Em 2013, Buffon inaugurou uma fábrica de bioinsumos em sua propriedade. O espaço foi equipado com dois conjuntos de tanques, cada um com três reservatórios. Ele reforça que esta é a primeira safra em que trabalha com 100% de produto biológico no sulco. “Já suprimimos o uso de fungicidas no tratamento de sementes da soja. No milho faremos este mesmo processo. Estamos trabalhando com aplicação em cobertura nestas áreas, e temos uma área de teste de 80 hectares, onde queremos chegar a 100% de uso de produtos biológicos”, detalha ele.
Entretanto, o produtor acredita que tentar substituir completamente o controle químico pelo biológico pode acabar em frustração e estigmatizar as tecnologias de bioinsumos. Em vez disso, destaca ele, é melhor pensar numa lógica de manejo diferente e integrada. “A agricultura convencional trouxe desenvolvimento a todas as regiões e manteve o Brasil em posição de destaque como fornecedor mundial de alimentos. Esse modelo adota atributos de produção em massa e desconsidera por completo o contexto local, as circunstâncias da lavoura e a integração da paisagem. O cultivo se torna mais fácil, pois existe um protocolo de aplicações químicas pronto antes mesmo do início da cultura. Mas a ineficiência do sistema pode ser muito elevada e diminuir a rentabilidade do produtor. A lavoura é um sistema vivo, e deve ser tratada em suas especificidades”, argumenta.

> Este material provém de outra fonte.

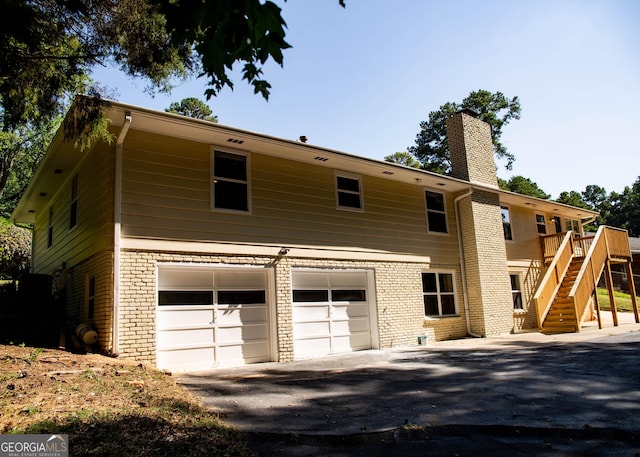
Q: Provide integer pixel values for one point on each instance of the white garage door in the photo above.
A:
(210, 318)
(331, 312)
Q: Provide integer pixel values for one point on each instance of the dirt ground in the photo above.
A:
(107, 406)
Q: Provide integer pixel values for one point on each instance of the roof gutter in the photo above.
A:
(117, 221)
(465, 296)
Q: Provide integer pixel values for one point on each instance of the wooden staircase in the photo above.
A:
(561, 317)
(567, 290)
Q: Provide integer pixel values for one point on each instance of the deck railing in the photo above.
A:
(550, 284)
(551, 245)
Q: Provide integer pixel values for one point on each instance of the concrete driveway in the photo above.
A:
(577, 384)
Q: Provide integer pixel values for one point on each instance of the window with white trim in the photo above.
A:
(516, 293)
(438, 294)
(91, 297)
(541, 223)
(436, 212)
(50, 228)
(230, 181)
(73, 207)
(348, 191)
(506, 223)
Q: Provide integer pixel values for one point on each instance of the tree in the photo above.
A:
(625, 209)
(522, 185)
(403, 158)
(432, 148)
(573, 198)
(15, 250)
(192, 107)
(47, 49)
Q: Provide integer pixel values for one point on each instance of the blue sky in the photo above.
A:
(361, 79)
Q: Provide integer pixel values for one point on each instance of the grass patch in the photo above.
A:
(623, 301)
(107, 406)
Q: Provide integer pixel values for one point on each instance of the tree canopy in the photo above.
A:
(522, 185)
(48, 49)
(192, 107)
(403, 158)
(431, 147)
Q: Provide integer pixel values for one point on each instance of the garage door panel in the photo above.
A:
(186, 338)
(244, 314)
(231, 328)
(349, 311)
(311, 329)
(306, 312)
(243, 333)
(359, 325)
(331, 312)
(168, 318)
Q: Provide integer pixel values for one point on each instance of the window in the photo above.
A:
(438, 293)
(184, 297)
(348, 192)
(541, 223)
(506, 223)
(436, 215)
(574, 225)
(91, 297)
(230, 186)
(50, 228)
(73, 210)
(516, 293)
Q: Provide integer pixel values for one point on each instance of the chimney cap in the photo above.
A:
(469, 112)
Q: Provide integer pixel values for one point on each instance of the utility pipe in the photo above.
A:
(117, 220)
(465, 297)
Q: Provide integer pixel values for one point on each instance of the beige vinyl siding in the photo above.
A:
(166, 195)
(526, 239)
(94, 230)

De acordo com ele, a utilização frequente de insumos biológicos propicia maior equilíbrio entre os microorganismos presentes no sistema. “Como benefícios para o sistema produtivo, temos a redução do uso de defensivos químicos, presença mais frequente de inimigos naturais, maior proteção do meio ambiente, menor risco aos colaboradores no manuseio dos produtos e a produção de alimentos mais saudáveis”, cita ele. Além de empresário rural, Buffon, que é engenheiro agrônomo por formação, ocupa o cargo de diretor do Grupo Associado de Agricultura Sustentável (GAAS), entidade que compartilha conhecimento e experiência com outros produtores, instituições e governos.